Татьяна Венедиктова: То есть, наверное, было бы интересно посмотреть на то же самое с точки зрения прагматической теории высказывания, когда речь идет о поиске релевантности или какого-то релевантного возможного значения высказывания там, где оно неочевидно, то есть не акт сплошного кодирования, а поиски возможности.

Андрей Логутов: Да, Татьяна Дмитриевна, нет никакой выгоды в той формулировке, в которой я озвучил в своем докладе, выгоды на самом деле нет, то есть вы правы, указывая на это. В силу некоторой краткости изложения, я на самом деле указывал немножко в другую сторону, я скорее говорил о некотором примирении дискурса о прозе и дискурса о поэзии, они все-таки разные, эту разницу я чувствую, просто будучи практикующим филологом, эта разница, мне кажется, была очень хорошо слышна на нашей конференции.

Татьяна Венедиктова: А в чем эта разница, с вашей точки зрения?

Андрей Логутов: Здесь, с одной стороны, люди, занимающиеся поэзией, больше обращают внимание на звучание текста, люди, которые занимаются прозой, на звучание в тексте, то есть, с одной стороны, это звучание репрезентируемое, а с другой стороны, реализуемое. Вообще говоря, иметь теорию, какой-то подход или какую-то перспективу, в которой эти две точки зрения можно увязать, мне кажется выгодным. Слово «выгода» я употреблял в своем докладе именно в этом смысле, спасибо большое, что вы уточнили этот момент.

Ирина Сироткина: Есть вообще определение звука? Что такое звук? Чем звуковые пространства отличаются от акустических пространств или чем звук отличается от музыкального звука?

Андрей Логутов: Физическое определение звука, конечно, есть.

Ирина Сироткина: Нет, почему физическое, мы же философы.

Андрей Логутов: Нет, нужно исходить из того, что есть реально, правильно.
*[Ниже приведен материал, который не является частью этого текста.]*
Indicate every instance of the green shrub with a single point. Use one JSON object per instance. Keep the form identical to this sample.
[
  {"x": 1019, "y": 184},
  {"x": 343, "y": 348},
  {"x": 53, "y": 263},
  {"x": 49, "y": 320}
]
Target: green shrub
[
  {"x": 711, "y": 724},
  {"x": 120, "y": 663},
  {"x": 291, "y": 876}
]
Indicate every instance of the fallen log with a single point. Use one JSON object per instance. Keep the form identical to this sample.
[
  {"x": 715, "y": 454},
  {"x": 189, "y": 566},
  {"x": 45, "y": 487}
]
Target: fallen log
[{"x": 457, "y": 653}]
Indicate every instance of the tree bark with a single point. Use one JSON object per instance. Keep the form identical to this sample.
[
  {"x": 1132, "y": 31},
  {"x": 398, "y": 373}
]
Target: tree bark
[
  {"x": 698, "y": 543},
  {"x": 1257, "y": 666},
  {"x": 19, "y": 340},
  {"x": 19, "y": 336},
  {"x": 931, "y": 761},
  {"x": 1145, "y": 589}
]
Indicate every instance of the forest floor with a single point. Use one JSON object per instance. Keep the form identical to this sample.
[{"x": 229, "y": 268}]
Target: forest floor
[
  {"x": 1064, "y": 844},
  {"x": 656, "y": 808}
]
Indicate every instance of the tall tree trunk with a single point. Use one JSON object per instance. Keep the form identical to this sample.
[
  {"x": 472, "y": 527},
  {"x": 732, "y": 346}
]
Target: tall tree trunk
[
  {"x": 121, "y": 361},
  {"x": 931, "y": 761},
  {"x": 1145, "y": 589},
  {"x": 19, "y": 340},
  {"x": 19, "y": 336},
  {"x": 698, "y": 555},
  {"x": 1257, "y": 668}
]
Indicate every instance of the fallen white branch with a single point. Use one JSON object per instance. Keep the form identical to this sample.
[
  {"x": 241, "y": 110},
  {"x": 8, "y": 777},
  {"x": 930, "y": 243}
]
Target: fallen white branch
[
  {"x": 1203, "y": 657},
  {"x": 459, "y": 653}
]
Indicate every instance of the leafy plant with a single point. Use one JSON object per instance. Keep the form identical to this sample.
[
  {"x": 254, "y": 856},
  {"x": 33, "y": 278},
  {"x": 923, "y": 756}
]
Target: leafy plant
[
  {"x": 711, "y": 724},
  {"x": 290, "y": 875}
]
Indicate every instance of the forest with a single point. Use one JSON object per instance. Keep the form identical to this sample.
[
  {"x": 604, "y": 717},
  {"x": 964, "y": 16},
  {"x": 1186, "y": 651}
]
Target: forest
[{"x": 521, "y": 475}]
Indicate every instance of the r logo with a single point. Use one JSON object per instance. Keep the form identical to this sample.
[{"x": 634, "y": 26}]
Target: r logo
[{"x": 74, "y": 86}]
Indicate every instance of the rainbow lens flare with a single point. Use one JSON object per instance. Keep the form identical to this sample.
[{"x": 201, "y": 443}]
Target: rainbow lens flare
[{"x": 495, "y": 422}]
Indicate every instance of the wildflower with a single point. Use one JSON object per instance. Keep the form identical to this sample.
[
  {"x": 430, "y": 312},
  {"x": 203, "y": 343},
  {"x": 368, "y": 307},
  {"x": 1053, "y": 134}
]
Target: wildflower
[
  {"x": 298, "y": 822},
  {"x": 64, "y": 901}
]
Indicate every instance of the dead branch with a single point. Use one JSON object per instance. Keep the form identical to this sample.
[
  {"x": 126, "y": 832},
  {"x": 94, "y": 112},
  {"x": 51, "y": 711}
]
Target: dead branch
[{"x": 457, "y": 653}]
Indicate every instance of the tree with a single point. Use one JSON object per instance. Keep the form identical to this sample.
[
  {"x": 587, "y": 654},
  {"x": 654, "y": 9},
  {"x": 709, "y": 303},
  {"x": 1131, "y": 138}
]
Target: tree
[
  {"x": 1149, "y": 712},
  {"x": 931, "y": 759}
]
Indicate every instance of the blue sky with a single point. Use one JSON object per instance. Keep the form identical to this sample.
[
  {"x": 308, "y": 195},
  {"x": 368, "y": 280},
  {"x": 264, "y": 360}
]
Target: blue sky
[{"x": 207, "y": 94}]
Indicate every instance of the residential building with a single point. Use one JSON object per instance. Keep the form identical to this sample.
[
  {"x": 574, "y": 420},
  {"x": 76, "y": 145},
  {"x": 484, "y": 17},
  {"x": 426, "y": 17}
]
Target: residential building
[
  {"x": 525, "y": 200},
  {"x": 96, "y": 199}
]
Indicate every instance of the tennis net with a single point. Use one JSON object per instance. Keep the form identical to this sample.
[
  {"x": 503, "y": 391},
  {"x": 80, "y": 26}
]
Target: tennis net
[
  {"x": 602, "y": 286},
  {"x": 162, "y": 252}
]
Есть какая-то среда, там есть соответственно продольные волны и все, вибрации.

Ирина Сироткина: Вы уходите от вопроса.

Андрей Логутов: Нет, я отвечаю на вопрос о том, что такое звук.

Ирина Сироткина: Философское определение звука существует?

Андрей Логутов: Анатолий? Я филолог и частично физик.

Анатолий Рясов: Я думаю, что нет определения звука, так же, как нет на самом деле определения числа в математике. Вы нигде не найдете определения того, что такое число, именно потому что самые сложные вещи неопределимы, и этим и занимается философия. Она как раз показывает, почему они неопределимы. И звук — это одно из таких явлений, я имею в виду звук в философском понимании, не в виде колебания воздуха и так далее. И вообще физик скажет, что в принципе все это — никому не нужный разговор, потому что в космосе нет звука, скажем.

Андрей Логутов: Есть, вообще есть.

Анатолий Рясов: Физика поставит все на места, но скажем так: в космосе земное понимание колебаний малоактуально.

Андрей Логутов: Там просто очень разряженная среда, но она есть.

Анатолий Рясов: Ну хорошо, о звуке невозможно было бы говорить в привычном смысле, как мы анализируем, к примеру, замкнутые пространства у Достоевского. То есть это звук совсем в другом понимании, даже не такой, как на Марсе. Собственно, это тоже звук как что-то очень проблемное. Даже если мы отдаем должное тем, кто об этом написал гораздо больше нас, все равно там еще очень много остается неясного.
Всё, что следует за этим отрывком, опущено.